Thank you, again, great advice.
The solar charger I bought wires directly onto the battery, and supposedly has charge and drain protection. Still something I won’t be taking for granted and will keep an eye on, thank you. Scrubbing and cleaning really isn’t my strong point.
The boot lock/mechanism does seem to have a fault. Whilst it locks/unlocks, and releases with both the button on the key fob and in the door. The button on the boot itself, just to the right of the lock barrel as you look at it, does nothing.
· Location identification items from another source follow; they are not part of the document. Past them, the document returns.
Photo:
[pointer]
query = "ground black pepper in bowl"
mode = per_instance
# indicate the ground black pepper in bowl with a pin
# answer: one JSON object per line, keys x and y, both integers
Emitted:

Another job on the ‘to do’ list.
As soon as I get some dry weather, I’ll fit the charger and update on its efficiency and effectiveness.
 
Apologies everyone for the delay, but it’s taken me a while to make any headway.
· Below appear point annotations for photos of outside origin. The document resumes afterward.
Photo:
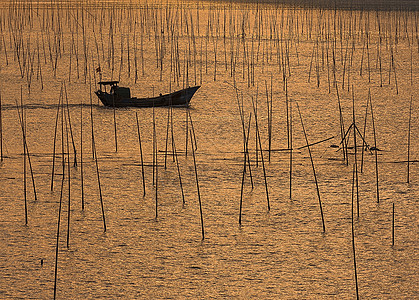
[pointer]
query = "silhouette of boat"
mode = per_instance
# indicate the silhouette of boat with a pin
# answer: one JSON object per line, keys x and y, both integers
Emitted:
{"x": 121, "y": 96}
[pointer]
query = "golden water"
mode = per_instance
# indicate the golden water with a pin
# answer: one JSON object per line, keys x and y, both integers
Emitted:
{"x": 281, "y": 253}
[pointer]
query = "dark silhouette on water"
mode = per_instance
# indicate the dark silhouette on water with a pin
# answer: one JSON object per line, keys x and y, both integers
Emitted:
{"x": 121, "y": 97}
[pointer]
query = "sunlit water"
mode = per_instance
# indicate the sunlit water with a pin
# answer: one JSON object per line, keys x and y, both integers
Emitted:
{"x": 281, "y": 253}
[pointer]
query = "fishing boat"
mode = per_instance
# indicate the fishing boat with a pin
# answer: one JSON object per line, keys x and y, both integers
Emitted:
{"x": 121, "y": 96}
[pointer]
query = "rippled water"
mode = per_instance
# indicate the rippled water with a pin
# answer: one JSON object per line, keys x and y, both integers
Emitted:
{"x": 281, "y": 253}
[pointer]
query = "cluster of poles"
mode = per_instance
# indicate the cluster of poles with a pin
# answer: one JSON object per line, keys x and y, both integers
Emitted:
{"x": 192, "y": 45}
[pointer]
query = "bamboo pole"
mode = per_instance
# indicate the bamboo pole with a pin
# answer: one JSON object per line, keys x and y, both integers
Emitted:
{"x": 69, "y": 182}
{"x": 1, "y": 131}
{"x": 392, "y": 227}
{"x": 375, "y": 148}
{"x": 353, "y": 233}
{"x": 312, "y": 165}
{"x": 58, "y": 238}
{"x": 141, "y": 153}
{"x": 408, "y": 140}
{"x": 197, "y": 187}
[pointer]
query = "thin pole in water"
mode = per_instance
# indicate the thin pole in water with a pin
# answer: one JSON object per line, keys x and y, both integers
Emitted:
{"x": 375, "y": 149}
{"x": 197, "y": 187}
{"x": 392, "y": 227}
{"x": 353, "y": 233}
{"x": 408, "y": 140}
{"x": 58, "y": 238}
{"x": 141, "y": 153}
{"x": 1, "y": 132}
{"x": 312, "y": 165}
An update on the progress so far.
I took the battery out and ran a pulse repair cycle to de-sulphonate the water (I hope that’s correct). I then fully charged and left the battery for a week. It tested good so I could move on to the car itself.
I reconnected the battery and everything seemed to work ok, except for the loss of memory. So I switched off and decided to try a basic draw test. Upon initial locking the draw was 3.1 amps for around 10 minutes, then dropping to 1.3a where it stayed for a couple of hours.
I decided to remove the trim out of the boot to install a hard wired solar charger. Once I’d removed the drivers side panel, I noticed what I assume is some kind of power distribution point mounted high up. It is completely corroded on the main cable from the battery. Something I’m sure will contribute to the draw on the battery but feel free to correct me if I’m wrong.
Also there’s a control module possibly, I’m not sure, mounted directly above the cd changer on the passenger side. I really don’t know what it is, but I noticed that’s it’s permanently warm to the touch.
I’m going to tackle one thing at a time, and follow with the same draw test. Hopefully determining where the fault lies, or some of it at least. Then keep following wires till I find the next fault.
I appreciate all your help and patience, and also encouragement to keep going with this.
 
I had battery issues originally but I thought because I was only using my CL (215) on weekends so bought a CTEK trickle charger MXS 5.0 which I believe Mercedes actuall sell branded which soon told me my battery was the issue and causing similar issues. Great trickle charger as it also checks and boosts your battery performance. However fine then for a while but no smoke without fire, as one, the PSE pump went. Had that repaired and fitted it myself yesterday and so far, everything is perfect. Might help - but as I said, I am new too and learning so thanks for all of the brilliant advice here everyone, really appreciated.